Lettre n°14 |Être féministe| Critique & réception

 

 

 

Le Prix Simone de

 

Beauvoir consacre

 

le Mouvement

 

social Hors-La-Loi

 

 

 

Mustapha Saha

 

Sociologue, poète, artiste peintre

 

© Crédit photo :​ ​​​Image n°1.

 

Paris, Maison de l’Amérique Latine, 9 janvier 2020, devant un parterre de célébrités intellectuelles sorties des années glorieuses de la lutte féministe, la représentante du mouvement marocain  Hors-La-Loi, Sonia Terrab, reçoit le Prix Simone de Beauvoir des mains de Sylvie Le Bon de Beauvoir. Pierre Bras, délégué général, et Nicole Fernandez Ferrer, directrice du Centre audiovisuel Simone de Beauvoir, réalisatrice et gardienne des archives, veillent discrètement au bon déroulement de l’événement. L’avocate Ghizlane Mamouni enregistre la scène sur son portable. Le prix est obtenu sur suggestion de l’algérienne Sihem Habchi, militante active contre les exclusions sociales, membre de la Haute autorité de lutte contre les discriminations et pour l’égalité.

 

Le discours de Sylvie Le Bon rappelle d’emblée la pertinence de la philosophie beauvoirienne : « Simone de Beauvoir affirmait sans cesse l’unité nécessaire de la pensée et de l’action. Penser sans agir n’est qu’un jeu. Agir sans penser n’est qu’un geste sans conséquences. L’écriture n’est ni un jeu futile, ni un geste inutile, mais un acte dans lequel se risque et se justifie toute l’existence.

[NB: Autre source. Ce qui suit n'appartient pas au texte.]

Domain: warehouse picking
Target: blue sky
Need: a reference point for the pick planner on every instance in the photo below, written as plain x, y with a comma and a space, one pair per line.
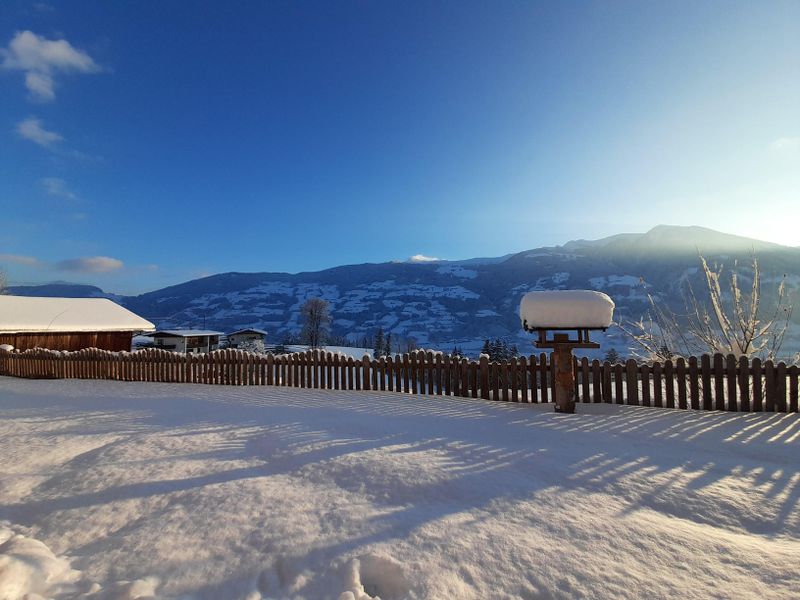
144, 144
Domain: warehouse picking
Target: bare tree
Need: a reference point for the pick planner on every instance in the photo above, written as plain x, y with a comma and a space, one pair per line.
316, 322
726, 319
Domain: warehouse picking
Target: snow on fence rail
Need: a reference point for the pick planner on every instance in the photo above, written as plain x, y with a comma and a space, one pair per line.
709, 383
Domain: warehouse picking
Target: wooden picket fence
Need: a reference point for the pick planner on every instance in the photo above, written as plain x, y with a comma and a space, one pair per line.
706, 383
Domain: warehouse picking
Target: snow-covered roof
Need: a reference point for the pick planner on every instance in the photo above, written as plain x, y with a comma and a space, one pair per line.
24, 314
250, 330
184, 332
566, 309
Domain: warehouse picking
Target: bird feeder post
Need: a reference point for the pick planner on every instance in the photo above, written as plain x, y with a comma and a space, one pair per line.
563, 363
559, 312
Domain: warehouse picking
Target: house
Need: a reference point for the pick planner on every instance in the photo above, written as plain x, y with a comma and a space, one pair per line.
68, 323
186, 341
246, 335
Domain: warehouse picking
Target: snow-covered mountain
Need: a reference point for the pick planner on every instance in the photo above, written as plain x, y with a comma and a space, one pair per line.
460, 302
444, 303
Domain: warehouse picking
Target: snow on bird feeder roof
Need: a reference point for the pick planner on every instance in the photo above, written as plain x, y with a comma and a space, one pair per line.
566, 309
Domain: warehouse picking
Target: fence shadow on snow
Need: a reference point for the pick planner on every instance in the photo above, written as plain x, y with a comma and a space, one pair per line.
715, 382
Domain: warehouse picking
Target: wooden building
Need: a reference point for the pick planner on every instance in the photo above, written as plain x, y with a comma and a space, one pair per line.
186, 341
68, 323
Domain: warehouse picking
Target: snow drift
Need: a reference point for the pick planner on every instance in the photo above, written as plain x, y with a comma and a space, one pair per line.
128, 491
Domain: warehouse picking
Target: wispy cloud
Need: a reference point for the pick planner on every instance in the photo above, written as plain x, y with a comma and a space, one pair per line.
91, 264
423, 258
58, 187
19, 259
32, 129
40, 59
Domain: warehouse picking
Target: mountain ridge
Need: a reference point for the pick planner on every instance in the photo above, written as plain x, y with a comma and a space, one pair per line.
447, 303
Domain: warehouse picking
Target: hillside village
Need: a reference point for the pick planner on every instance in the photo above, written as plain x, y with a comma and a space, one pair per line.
222, 379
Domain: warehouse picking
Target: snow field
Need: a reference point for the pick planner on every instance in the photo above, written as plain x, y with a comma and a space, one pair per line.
126, 490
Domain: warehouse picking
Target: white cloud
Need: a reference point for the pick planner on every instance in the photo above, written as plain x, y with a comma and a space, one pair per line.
58, 187
91, 264
33, 130
786, 145
41, 59
19, 259
423, 258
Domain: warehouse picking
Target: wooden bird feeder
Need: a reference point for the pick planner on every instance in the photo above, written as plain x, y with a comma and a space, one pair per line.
556, 314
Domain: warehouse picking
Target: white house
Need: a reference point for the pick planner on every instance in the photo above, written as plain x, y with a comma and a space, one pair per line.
186, 341
246, 335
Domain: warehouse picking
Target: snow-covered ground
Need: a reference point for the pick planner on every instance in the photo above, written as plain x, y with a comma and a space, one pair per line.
126, 490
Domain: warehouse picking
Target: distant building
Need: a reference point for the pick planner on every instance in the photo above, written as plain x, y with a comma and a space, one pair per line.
186, 341
246, 335
68, 323
354, 352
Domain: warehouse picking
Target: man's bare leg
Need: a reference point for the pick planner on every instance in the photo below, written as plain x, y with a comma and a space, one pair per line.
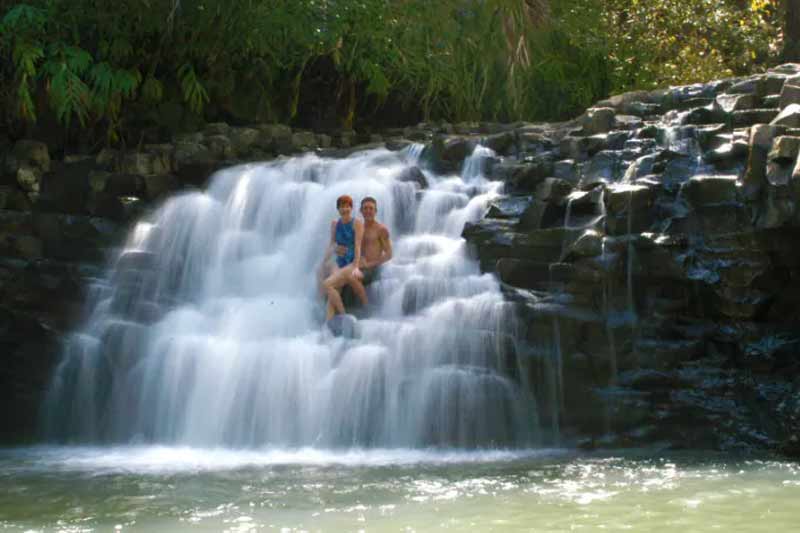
335, 304
359, 290
332, 285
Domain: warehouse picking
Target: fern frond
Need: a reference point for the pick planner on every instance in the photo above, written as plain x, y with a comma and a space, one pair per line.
24, 16
193, 91
25, 56
152, 90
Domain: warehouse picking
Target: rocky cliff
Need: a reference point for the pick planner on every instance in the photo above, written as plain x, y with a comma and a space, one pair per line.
650, 245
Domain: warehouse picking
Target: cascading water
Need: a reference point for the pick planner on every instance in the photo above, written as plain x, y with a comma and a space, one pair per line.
207, 331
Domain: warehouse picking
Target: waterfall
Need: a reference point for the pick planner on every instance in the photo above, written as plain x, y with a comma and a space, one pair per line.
207, 327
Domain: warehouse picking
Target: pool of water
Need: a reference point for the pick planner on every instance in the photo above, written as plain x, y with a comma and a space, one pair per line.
187, 489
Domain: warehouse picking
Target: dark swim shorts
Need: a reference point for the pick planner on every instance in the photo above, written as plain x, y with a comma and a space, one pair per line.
370, 275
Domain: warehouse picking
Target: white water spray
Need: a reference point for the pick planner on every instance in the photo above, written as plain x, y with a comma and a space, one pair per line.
207, 331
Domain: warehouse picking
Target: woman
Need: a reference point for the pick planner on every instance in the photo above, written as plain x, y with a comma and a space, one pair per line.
346, 232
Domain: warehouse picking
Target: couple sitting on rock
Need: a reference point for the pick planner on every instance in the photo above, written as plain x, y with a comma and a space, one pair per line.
360, 248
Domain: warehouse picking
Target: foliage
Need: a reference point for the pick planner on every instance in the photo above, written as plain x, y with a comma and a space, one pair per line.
671, 42
114, 67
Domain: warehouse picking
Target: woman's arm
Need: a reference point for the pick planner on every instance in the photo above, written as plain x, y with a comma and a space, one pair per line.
331, 244
359, 237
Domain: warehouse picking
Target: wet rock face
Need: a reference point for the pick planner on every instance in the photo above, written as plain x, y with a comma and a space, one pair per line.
655, 259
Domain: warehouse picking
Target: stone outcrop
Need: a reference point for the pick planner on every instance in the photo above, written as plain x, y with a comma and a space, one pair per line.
649, 247
653, 262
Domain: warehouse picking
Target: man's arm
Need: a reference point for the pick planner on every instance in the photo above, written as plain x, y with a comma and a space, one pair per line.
359, 237
386, 248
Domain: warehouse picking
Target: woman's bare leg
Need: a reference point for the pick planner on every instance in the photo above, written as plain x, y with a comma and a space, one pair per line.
332, 285
358, 288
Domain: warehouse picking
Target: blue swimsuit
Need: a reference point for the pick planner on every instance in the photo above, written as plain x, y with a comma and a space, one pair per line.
346, 236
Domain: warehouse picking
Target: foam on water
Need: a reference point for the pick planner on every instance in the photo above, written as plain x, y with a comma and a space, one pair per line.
207, 329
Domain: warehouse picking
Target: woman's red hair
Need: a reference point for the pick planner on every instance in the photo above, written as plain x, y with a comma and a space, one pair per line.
344, 200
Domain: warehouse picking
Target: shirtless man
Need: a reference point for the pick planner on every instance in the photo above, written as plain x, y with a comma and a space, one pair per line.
376, 248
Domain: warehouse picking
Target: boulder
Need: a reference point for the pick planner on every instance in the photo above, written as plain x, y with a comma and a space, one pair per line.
749, 117
28, 153
324, 141
29, 178
502, 143
790, 94
413, 175
788, 117
702, 191
752, 85
344, 138
598, 120
735, 102
590, 244
136, 163
243, 140
755, 176
107, 158
219, 146
159, 185
552, 190
216, 128
784, 149
303, 141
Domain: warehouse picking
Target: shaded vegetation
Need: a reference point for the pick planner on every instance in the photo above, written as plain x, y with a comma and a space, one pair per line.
111, 70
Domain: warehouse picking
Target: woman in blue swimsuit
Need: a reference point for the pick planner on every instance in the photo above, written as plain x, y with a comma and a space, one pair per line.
346, 232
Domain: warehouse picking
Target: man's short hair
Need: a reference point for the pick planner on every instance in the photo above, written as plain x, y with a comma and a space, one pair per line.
344, 200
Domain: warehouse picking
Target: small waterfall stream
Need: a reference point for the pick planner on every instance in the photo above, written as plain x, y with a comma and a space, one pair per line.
206, 330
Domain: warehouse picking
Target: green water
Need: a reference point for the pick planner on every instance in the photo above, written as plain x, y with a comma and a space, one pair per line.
183, 489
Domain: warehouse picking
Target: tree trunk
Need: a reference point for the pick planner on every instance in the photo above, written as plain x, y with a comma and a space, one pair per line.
791, 31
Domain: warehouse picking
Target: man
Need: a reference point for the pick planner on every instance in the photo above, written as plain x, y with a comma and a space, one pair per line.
376, 248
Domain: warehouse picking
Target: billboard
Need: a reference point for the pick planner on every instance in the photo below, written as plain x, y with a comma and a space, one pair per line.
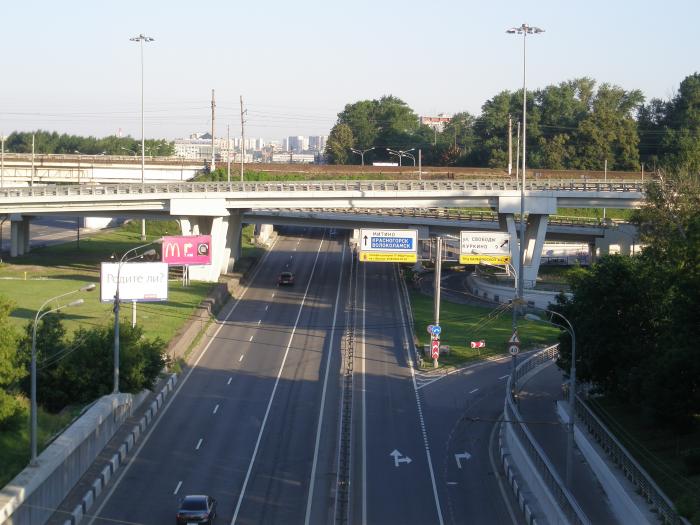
388, 245
137, 281
488, 247
187, 249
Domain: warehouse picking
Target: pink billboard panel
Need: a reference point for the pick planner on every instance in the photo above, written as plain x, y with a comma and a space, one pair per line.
187, 249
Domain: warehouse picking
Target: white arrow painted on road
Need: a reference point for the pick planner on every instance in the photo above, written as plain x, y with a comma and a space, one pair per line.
463, 455
398, 459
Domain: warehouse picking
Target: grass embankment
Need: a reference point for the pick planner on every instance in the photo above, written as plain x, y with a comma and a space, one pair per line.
462, 324
50, 271
660, 451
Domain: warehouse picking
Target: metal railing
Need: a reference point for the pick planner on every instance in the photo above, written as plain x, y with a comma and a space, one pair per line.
632, 470
356, 186
564, 499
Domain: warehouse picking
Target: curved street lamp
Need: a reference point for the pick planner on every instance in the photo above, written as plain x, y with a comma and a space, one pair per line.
361, 153
40, 315
572, 387
123, 261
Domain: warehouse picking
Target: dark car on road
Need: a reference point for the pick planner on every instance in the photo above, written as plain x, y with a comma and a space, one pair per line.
196, 509
286, 278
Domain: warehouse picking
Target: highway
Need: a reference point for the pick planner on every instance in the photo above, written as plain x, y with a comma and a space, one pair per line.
255, 421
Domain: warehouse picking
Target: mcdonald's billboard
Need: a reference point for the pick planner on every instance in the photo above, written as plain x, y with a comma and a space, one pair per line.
187, 250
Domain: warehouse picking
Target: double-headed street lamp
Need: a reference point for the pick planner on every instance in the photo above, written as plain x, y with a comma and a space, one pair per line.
402, 153
33, 408
361, 153
123, 261
524, 30
572, 387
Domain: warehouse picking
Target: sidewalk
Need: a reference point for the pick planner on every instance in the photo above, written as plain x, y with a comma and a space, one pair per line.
537, 404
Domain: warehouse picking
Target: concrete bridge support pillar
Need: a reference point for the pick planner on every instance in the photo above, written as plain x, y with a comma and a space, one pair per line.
225, 240
535, 231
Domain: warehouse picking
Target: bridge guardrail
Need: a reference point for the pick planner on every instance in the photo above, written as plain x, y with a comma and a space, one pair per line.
334, 186
564, 499
632, 470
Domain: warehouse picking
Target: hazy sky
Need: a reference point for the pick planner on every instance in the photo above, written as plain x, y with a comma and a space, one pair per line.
69, 66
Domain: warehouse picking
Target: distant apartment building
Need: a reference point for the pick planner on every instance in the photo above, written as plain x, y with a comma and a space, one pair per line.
437, 123
317, 143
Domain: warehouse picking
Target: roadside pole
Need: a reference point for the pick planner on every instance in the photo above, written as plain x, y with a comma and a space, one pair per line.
438, 272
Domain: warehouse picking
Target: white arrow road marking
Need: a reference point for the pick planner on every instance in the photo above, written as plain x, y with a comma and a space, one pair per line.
463, 455
398, 459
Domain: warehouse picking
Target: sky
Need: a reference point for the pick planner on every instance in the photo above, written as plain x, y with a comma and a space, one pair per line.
70, 67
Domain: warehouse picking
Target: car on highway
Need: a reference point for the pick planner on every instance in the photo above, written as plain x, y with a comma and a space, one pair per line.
196, 509
286, 278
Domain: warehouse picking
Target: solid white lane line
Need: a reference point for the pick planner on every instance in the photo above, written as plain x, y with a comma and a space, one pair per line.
364, 397
115, 482
274, 389
323, 395
400, 284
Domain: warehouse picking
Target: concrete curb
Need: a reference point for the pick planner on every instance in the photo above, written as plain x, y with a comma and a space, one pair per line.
514, 484
100, 483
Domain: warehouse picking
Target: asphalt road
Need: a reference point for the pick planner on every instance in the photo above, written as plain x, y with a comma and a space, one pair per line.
243, 425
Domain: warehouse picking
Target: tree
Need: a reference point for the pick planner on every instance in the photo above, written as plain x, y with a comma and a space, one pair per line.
339, 143
11, 371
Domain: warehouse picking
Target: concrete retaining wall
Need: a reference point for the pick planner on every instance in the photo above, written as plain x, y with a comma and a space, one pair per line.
29, 499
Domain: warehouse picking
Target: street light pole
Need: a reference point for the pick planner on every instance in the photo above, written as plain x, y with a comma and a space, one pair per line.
141, 39
33, 406
572, 390
524, 30
123, 261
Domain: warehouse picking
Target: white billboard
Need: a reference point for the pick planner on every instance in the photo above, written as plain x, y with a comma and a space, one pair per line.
137, 281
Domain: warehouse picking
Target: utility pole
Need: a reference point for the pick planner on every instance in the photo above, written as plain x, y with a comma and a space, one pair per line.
32, 174
438, 272
213, 107
242, 138
228, 153
510, 145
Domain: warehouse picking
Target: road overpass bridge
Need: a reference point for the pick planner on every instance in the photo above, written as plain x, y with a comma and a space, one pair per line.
218, 208
20, 169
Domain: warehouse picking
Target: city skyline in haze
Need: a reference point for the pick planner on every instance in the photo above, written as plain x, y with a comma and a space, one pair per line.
70, 67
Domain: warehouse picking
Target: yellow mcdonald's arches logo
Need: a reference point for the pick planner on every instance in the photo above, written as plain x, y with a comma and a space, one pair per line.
171, 249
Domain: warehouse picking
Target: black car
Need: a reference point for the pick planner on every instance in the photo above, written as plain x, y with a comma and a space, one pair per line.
196, 509
286, 278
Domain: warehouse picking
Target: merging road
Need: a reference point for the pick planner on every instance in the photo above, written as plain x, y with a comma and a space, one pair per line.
255, 422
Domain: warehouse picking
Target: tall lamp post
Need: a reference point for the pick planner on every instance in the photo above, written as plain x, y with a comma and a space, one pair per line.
123, 261
141, 39
524, 30
39, 315
361, 153
572, 388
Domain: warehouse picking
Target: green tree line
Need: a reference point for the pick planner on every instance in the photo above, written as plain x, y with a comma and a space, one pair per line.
576, 124
54, 143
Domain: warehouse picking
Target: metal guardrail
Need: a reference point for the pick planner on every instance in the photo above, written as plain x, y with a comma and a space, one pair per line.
632, 470
564, 499
322, 186
448, 214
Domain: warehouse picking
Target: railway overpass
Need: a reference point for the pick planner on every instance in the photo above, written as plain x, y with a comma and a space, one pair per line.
219, 209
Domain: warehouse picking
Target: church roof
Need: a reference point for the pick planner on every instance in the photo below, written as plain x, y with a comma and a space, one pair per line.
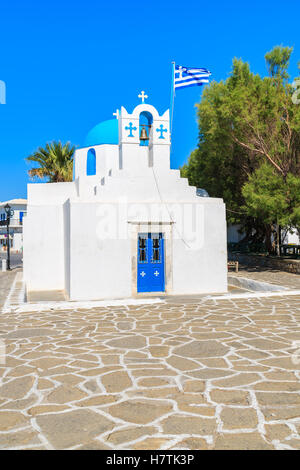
105, 132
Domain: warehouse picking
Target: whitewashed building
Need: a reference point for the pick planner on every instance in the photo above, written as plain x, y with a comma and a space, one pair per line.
19, 207
128, 224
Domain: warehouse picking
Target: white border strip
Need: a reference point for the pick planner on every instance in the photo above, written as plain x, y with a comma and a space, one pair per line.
254, 295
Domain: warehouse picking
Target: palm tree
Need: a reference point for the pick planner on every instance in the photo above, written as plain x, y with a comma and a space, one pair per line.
55, 162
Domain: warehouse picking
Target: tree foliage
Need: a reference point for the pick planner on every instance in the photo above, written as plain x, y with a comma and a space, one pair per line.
249, 145
55, 162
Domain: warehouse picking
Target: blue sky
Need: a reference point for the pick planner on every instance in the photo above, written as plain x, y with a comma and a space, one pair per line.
68, 65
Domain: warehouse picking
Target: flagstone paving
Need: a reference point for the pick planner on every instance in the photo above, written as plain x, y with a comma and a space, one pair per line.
216, 374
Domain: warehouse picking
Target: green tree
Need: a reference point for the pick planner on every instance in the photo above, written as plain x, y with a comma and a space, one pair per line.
55, 162
246, 122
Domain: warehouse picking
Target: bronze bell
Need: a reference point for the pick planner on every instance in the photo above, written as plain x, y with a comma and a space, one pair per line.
144, 136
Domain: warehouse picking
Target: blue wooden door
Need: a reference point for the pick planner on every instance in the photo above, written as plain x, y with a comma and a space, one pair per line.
151, 263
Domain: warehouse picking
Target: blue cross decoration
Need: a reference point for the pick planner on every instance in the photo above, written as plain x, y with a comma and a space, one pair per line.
161, 130
130, 128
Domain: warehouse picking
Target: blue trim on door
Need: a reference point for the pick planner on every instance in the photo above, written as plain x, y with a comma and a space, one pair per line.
150, 263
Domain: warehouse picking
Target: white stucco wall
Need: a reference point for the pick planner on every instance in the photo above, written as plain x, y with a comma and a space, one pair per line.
82, 236
44, 248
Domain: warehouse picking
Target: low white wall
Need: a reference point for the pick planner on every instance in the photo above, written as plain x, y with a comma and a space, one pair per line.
44, 248
99, 269
200, 261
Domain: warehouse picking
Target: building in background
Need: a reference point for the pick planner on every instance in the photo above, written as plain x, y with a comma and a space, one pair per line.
19, 206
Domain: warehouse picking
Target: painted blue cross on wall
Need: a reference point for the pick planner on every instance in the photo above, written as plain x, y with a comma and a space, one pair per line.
161, 130
130, 128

En s’inscrivant dans la réalité du monde, une œuvre relayée, réfractée dans la conscience des lecteurs, peut devenir une force  redoutable, une arme puissante contre le scandale de l’inhumain, qui prend de nombreux visages, l’arbitraire, l’injustice, l’oppression, l’iniquité, la tyrannie, et tous les dénis cyniques et sournois de la liberté. « Le Deuxième sexe » a été conçu par son autrice en 1949 comme un essai, une réflexion théorique sur la condition des femmes. L’histoire a changé la destinée du livre. L’ouvrage a révélé toute sa portée vingt ans après quand la célèbre formule, qui condense ses analyses, « On ne naît pas femme, on le devient », a inspiré et fédéré des luttes féministes décisives, à partir des années soixante-dix, quand le Mouvement de Libération des Femmes (MLF) s’est fait reconnaître et entendre  aux Etats Unis, en France et dans le Monde entier. « Le Deuxième sexe » continue d’être traduit et de gagner davantage d’aires linguistiques. Le collectif signataire du manifeste des Hors-La-Loi reflète dans sa quintessence l’esprit beauvoirien, une philosophie de la liberté qui, bien que les femmes soient les premières concernées, s’adresse aussi aux hommes puisque les expressions fondamentales de la liberté, qui sont le libre choix et la libre pratique sexuelle, doivent être des droits incontestés de tout être humain. Or, c’est loin d’être le cas aujourd’hui ».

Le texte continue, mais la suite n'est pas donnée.